Antonio era stato uomo della Parola e di parola. Preso dallo studio amoroso della Bibbia, sapeva che la Parola di Dio si sviluppa e si realizza continuamente anche attraverso le parole dell’uomo, che devono per questo motivo essere poche e accorte secondo lo spirito del Vangelo: «Sia il vostro parlare: “sì, sì”, “no, no”, il di più viene dal maligno». La gente che lo sentì predicare nelle piazze e nelle chiese di Padova lo volle santo subito perché lo colse sincero, uno che chiamava bene il bene e male il male, senza guardare in faccia nessuno.
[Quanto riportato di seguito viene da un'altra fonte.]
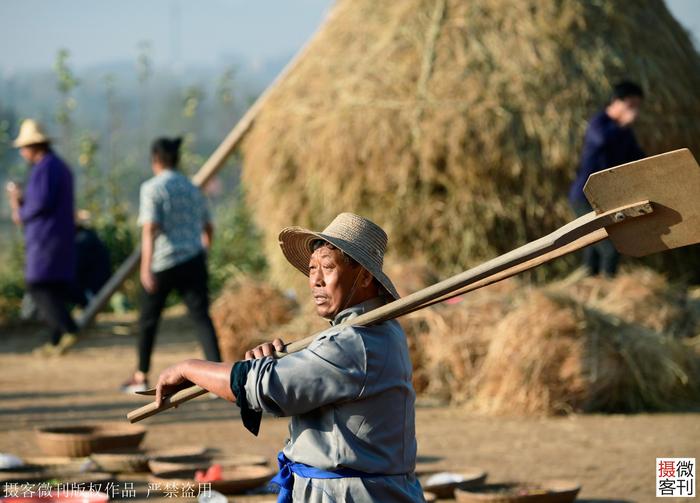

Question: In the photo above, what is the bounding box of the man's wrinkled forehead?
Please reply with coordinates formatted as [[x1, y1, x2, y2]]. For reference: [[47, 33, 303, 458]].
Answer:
[[309, 242, 341, 261]]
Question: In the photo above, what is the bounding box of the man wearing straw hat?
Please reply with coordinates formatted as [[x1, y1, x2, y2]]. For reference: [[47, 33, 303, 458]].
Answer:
[[7, 119, 77, 354], [156, 213, 423, 502]]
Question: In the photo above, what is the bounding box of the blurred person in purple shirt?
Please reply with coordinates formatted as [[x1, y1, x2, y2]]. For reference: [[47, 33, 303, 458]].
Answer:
[[7, 119, 77, 354], [569, 81, 644, 277]]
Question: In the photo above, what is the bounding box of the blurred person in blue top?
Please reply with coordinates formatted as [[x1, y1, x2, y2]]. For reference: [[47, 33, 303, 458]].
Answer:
[[569, 81, 644, 277], [122, 138, 221, 392], [7, 119, 77, 355]]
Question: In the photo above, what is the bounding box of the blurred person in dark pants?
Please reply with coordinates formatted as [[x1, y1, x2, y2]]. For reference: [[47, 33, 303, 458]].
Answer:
[[7, 119, 77, 355], [569, 81, 644, 277], [121, 138, 221, 392]]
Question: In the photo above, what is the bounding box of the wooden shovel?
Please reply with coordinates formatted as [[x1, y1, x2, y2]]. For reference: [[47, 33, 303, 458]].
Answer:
[[127, 149, 700, 423]]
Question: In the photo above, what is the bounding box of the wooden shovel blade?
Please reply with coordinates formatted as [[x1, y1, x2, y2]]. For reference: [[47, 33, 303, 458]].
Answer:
[[583, 148, 700, 257]]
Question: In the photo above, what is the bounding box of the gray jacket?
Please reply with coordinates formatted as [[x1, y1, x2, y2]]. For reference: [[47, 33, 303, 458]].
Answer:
[[245, 298, 423, 502]]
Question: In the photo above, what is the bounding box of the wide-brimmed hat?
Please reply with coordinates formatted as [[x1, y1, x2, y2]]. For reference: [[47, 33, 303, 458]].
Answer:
[[13, 119, 51, 148], [279, 213, 399, 299]]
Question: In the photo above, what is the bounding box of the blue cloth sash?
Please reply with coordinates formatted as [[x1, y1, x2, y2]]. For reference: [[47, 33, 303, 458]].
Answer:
[[270, 452, 387, 503]]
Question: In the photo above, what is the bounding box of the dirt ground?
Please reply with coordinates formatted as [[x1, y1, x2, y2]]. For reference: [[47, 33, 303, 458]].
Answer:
[[0, 308, 700, 503]]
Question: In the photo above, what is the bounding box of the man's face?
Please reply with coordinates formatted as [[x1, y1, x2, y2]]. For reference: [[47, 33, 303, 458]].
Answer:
[[309, 246, 362, 319], [617, 96, 642, 127]]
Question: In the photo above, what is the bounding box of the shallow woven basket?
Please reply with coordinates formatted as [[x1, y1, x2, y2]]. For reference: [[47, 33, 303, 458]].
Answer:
[[148, 454, 267, 475], [420, 468, 487, 499], [36, 423, 146, 457], [455, 480, 581, 503], [0, 469, 115, 488], [149, 465, 277, 494], [90, 448, 148, 473]]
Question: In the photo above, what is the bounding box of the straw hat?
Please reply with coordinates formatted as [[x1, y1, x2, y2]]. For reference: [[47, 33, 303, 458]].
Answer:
[[13, 119, 51, 148], [279, 213, 399, 299]]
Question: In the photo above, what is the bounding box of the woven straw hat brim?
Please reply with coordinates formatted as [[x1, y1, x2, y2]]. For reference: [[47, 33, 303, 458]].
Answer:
[[279, 227, 400, 300], [12, 119, 51, 148]]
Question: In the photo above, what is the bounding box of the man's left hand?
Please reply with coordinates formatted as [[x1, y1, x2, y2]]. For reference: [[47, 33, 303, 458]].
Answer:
[[156, 360, 191, 407]]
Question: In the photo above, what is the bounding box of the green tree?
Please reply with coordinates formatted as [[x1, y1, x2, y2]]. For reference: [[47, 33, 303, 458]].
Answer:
[[53, 49, 80, 156]]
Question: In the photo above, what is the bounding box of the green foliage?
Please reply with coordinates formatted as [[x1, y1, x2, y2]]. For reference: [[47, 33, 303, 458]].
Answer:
[[78, 132, 103, 214], [209, 190, 267, 293], [0, 235, 24, 325], [53, 49, 80, 135]]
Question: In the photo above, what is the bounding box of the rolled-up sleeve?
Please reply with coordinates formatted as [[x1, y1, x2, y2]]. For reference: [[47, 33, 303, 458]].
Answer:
[[245, 327, 367, 416]]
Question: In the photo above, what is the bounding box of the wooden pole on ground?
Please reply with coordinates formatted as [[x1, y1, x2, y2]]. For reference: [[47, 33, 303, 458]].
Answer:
[[77, 8, 332, 330]]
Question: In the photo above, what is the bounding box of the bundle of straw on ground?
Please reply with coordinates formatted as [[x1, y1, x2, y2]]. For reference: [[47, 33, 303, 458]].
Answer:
[[243, 0, 700, 294], [211, 277, 298, 361], [405, 269, 700, 415]]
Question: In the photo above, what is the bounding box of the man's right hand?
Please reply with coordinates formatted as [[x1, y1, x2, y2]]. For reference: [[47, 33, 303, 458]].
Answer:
[[245, 338, 284, 360]]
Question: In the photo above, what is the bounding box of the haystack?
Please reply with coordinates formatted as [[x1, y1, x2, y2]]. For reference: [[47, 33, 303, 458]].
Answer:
[[211, 277, 297, 361], [243, 0, 700, 292]]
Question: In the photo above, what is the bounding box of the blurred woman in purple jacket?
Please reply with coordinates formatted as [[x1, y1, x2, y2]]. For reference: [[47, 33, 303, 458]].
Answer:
[[7, 119, 77, 354]]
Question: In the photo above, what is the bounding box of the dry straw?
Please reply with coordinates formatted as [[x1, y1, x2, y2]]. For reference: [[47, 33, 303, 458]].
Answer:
[[404, 270, 700, 415], [243, 0, 700, 292]]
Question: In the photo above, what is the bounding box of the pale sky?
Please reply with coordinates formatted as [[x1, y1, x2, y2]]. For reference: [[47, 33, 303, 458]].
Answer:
[[0, 0, 700, 75]]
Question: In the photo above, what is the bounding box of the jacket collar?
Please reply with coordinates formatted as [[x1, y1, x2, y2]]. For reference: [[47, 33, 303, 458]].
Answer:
[[331, 297, 385, 326]]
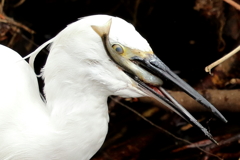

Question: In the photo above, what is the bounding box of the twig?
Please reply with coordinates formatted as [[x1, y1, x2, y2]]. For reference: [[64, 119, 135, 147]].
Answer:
[[0, 0, 5, 14], [224, 0, 240, 10], [205, 46, 240, 74], [110, 97, 223, 160], [133, 0, 141, 26]]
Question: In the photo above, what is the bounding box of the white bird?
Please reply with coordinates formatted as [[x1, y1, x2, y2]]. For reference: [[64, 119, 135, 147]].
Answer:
[[0, 15, 226, 160]]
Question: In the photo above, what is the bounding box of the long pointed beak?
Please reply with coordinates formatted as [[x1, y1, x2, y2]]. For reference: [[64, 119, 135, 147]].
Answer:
[[131, 54, 227, 143]]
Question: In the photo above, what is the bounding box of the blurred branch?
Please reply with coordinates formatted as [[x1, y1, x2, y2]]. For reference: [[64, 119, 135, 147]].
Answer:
[[224, 0, 240, 10]]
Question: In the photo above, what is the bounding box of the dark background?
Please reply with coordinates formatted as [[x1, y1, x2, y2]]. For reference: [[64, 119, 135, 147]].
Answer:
[[0, 0, 240, 160]]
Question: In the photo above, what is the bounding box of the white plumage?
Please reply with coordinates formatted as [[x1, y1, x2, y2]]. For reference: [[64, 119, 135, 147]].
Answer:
[[0, 15, 227, 160]]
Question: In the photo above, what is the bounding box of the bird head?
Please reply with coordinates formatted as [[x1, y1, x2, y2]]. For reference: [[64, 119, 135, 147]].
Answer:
[[30, 15, 227, 142]]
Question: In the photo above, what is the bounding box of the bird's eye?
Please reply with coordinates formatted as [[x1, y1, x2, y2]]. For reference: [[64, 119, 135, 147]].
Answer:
[[112, 44, 124, 54]]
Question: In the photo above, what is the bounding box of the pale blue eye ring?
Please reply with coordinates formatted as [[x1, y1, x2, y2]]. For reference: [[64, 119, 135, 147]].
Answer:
[[112, 44, 124, 54]]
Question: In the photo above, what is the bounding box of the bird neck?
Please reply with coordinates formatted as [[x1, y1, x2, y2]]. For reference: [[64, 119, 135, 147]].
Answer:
[[43, 50, 109, 160]]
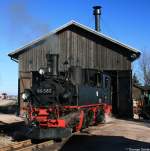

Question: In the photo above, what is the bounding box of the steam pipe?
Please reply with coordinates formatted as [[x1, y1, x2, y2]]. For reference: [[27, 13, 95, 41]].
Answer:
[[93, 6, 102, 32]]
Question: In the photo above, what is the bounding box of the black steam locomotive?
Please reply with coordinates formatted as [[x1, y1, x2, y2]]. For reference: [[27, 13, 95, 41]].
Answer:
[[22, 54, 111, 139]]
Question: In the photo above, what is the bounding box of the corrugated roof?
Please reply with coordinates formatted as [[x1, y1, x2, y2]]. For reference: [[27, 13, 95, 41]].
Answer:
[[8, 20, 140, 59]]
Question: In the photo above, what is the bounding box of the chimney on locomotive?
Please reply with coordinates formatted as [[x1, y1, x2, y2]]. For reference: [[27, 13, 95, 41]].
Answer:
[[46, 53, 59, 76], [93, 6, 102, 32]]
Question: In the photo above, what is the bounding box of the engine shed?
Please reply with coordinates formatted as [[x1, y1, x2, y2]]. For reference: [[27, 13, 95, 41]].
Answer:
[[9, 21, 140, 117]]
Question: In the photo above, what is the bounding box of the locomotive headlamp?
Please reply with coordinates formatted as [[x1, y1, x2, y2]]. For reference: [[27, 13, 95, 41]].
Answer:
[[39, 68, 45, 75], [21, 90, 31, 101]]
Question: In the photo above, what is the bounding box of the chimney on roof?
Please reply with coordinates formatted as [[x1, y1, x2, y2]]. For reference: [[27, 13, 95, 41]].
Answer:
[[93, 6, 102, 32]]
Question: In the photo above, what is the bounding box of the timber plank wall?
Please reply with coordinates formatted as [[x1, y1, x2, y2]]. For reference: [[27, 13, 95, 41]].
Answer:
[[19, 27, 131, 72]]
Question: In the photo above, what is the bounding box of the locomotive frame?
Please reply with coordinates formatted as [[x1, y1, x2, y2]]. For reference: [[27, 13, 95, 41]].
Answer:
[[22, 54, 112, 139]]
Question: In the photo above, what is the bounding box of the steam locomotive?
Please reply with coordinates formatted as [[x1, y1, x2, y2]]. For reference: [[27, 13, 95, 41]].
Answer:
[[22, 53, 111, 139]]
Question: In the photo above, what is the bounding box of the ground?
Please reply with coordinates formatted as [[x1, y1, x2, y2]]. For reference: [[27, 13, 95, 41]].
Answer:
[[45, 119, 150, 151], [0, 101, 150, 151]]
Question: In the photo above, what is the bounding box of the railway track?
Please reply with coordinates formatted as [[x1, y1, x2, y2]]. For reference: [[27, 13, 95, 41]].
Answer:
[[0, 140, 54, 151]]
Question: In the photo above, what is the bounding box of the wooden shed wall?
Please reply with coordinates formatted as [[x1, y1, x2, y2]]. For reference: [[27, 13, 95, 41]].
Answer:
[[19, 29, 131, 72]]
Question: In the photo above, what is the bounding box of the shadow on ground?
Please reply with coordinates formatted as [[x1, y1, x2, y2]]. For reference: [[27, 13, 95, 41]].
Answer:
[[0, 122, 28, 141], [59, 135, 150, 151]]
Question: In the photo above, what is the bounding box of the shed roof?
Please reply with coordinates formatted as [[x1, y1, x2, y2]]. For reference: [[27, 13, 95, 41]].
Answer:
[[8, 20, 141, 60]]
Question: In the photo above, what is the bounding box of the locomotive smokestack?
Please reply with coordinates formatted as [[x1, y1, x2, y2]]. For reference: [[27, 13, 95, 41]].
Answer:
[[93, 6, 102, 32], [46, 53, 59, 76]]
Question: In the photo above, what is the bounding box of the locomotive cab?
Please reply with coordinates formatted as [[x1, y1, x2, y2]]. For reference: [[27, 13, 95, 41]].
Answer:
[[22, 54, 111, 139]]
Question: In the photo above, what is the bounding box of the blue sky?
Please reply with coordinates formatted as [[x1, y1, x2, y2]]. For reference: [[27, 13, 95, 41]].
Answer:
[[0, 0, 150, 94]]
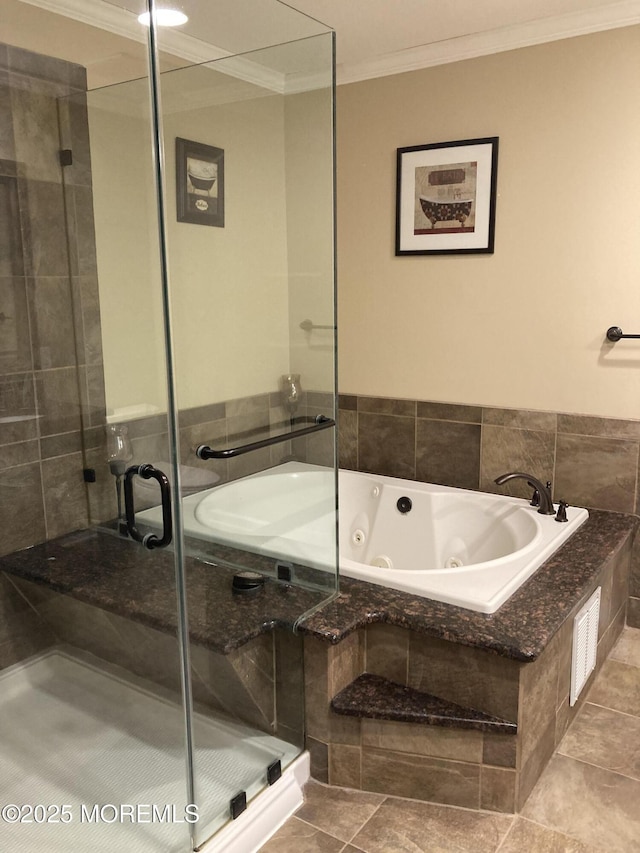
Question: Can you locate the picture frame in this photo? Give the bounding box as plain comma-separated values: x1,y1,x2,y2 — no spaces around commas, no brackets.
176,137,224,228
396,136,498,255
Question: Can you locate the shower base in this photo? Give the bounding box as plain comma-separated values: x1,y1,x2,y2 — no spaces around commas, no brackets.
0,650,298,853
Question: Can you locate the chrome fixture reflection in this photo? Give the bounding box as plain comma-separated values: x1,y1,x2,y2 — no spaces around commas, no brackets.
107,424,133,536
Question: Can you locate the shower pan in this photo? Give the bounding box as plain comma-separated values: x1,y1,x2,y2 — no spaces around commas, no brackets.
0,0,337,853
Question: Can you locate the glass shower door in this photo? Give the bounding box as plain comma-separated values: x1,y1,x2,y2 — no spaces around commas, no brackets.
149,8,337,843
72,2,337,844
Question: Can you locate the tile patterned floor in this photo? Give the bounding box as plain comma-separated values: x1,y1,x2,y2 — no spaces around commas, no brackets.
261,628,640,853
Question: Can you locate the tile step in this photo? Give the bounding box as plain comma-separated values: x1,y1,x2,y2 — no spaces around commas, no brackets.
331,672,518,735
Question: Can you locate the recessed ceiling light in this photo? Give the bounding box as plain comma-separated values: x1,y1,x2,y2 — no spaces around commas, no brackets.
138,9,189,27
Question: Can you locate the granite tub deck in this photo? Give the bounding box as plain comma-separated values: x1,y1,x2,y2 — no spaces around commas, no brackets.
0,511,636,812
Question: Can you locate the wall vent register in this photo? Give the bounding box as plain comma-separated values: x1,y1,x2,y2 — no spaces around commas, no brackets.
570,587,602,705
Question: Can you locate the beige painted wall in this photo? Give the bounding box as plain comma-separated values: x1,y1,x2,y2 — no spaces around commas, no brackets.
337,27,640,418
90,57,334,417
88,86,166,414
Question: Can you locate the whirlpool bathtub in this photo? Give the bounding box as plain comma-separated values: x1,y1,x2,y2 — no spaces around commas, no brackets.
137,462,588,613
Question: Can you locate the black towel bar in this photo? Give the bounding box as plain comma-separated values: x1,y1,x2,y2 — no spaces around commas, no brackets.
196,415,336,459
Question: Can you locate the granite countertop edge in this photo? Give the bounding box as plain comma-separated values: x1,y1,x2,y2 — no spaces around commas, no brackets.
299,510,639,663
0,510,638,662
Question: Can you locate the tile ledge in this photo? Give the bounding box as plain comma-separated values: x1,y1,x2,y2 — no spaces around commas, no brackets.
331,672,518,735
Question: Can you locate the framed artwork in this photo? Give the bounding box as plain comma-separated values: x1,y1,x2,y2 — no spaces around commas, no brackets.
176,137,224,228
396,136,498,255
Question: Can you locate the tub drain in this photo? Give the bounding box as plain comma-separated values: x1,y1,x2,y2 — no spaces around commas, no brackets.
351,528,367,545
369,554,393,569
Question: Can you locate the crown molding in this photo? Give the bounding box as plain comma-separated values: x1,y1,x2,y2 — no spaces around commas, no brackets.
17,0,285,93
337,0,640,85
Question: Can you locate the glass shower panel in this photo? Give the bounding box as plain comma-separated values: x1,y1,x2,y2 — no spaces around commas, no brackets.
57,73,195,851
154,25,337,843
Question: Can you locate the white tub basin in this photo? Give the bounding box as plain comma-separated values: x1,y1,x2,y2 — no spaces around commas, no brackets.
137,462,588,613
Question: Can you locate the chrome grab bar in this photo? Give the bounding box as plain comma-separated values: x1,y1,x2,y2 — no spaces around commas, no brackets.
196,415,336,459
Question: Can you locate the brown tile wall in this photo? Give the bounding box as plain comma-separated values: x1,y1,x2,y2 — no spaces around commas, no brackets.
120,384,335,510
305,542,631,812
339,394,640,627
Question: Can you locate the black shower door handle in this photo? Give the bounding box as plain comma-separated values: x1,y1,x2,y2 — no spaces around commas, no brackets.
124,464,173,550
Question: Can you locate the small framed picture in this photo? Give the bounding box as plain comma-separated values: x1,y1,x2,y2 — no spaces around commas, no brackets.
396,136,498,255
176,137,224,228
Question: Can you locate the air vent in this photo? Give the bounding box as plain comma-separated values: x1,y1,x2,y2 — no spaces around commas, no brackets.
570,587,601,705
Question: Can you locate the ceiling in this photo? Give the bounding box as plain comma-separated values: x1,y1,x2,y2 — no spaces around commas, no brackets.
0,0,640,88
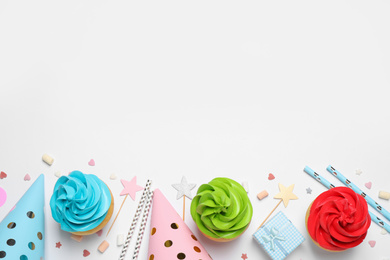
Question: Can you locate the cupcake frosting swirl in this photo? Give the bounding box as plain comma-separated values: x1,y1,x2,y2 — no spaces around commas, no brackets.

Dai Sermoni di Antonio possiamo trarre alcuni insegnamenti che derivano dal suo virtuoso comportamento. Innanzitutto circa il pudore della parola: si deve essere lenti nel parlare perché «la natura stessa ha insegnato questo, quasi chiudendo la lingua a doppia porta perché non uscisse liberamente, cioè i denti e le labbra, per indicare che la parola non deve uscire se non con grande cautela». Che senso ha una parola oziosa, disinformata, che scandalizza, che non educa? È veramente coraggioso il Santo che, anche di fronte ai prelati e alla gente che conta, non teme di fare accostamenti di parole che oggi ci imbarazzerebbero: «Ahimè, quanti religiosi stanno oggi senza mangiare carne, e poi con il dente della calunnia e della detrazione dilaniano i loro fratelli»; e aggiunge senza arrossire: «Serra dunque i denti, stringi le labbra, affinché la meretrice non entri nel lupanare». Sant’Antonio ci insegna che spesso la parola non pronunciata è la migliore. Sentiamolo mentre utilizza anche elementi della scienza naturale del suo tempo: «La saliva dell’uomo digiuno uccide il serpente; la lingua digiuna, cioè mortificata, è come una lingua nuova, il cui avvelenamento annulla il veleno». Mi sembra voglia dirci come spesso la pace e la guerra inizino sulla punta della nostra lingua.

Ma la lingua ci è preziosa e necessaria anche per riconoscere i nostri peccati, mentre la sua stessa forma lo facilita: «Nella confessione del peccato dobbiamo parlare, cioè confessare apertamente, totalmente e senza veli i nostri peccati; la lingua deve essere cedevole, molle, vale a dire bagnata dalle lacrime; deve essere larga nella riparazione di tutte le offese arrecate, nella restituzione di tutto il mal tolto e nella serietà del fermo proposito di non più ricadere in peccato».

Antonio seppe parlare, così come seppe tacere. Ho l’impressione che parlò ogniqualvolta fossero in gioco i bisogni e i diritti dei più poveri, come quando perorò presso il Comune patavino la causa dei debitori senza colpa o come quando affrontò il tiranno Ezzelino che spadroneggiava sulle vite altrui oltre ogni limite. Invece non risulta che abbia mai parlato per imporre la sua scienza, per scalare il potere, per affermare se stesso. Il pensoso frate Bonaventura che mostra ai frati e al popolo questo segno che nessuno si aspettava, si rendeva conto che Antonio non era solo un dispensatore di grazie, ma una persona che insegnava un preciso stile di vita. E quando qualcuno ci insegna uno stile di vita continuativo e costante, cioè a essere virtuosi, diventiamo meno disponibili all’errore.

Perciò la provocazione di quella lingua rimane sempre intatta.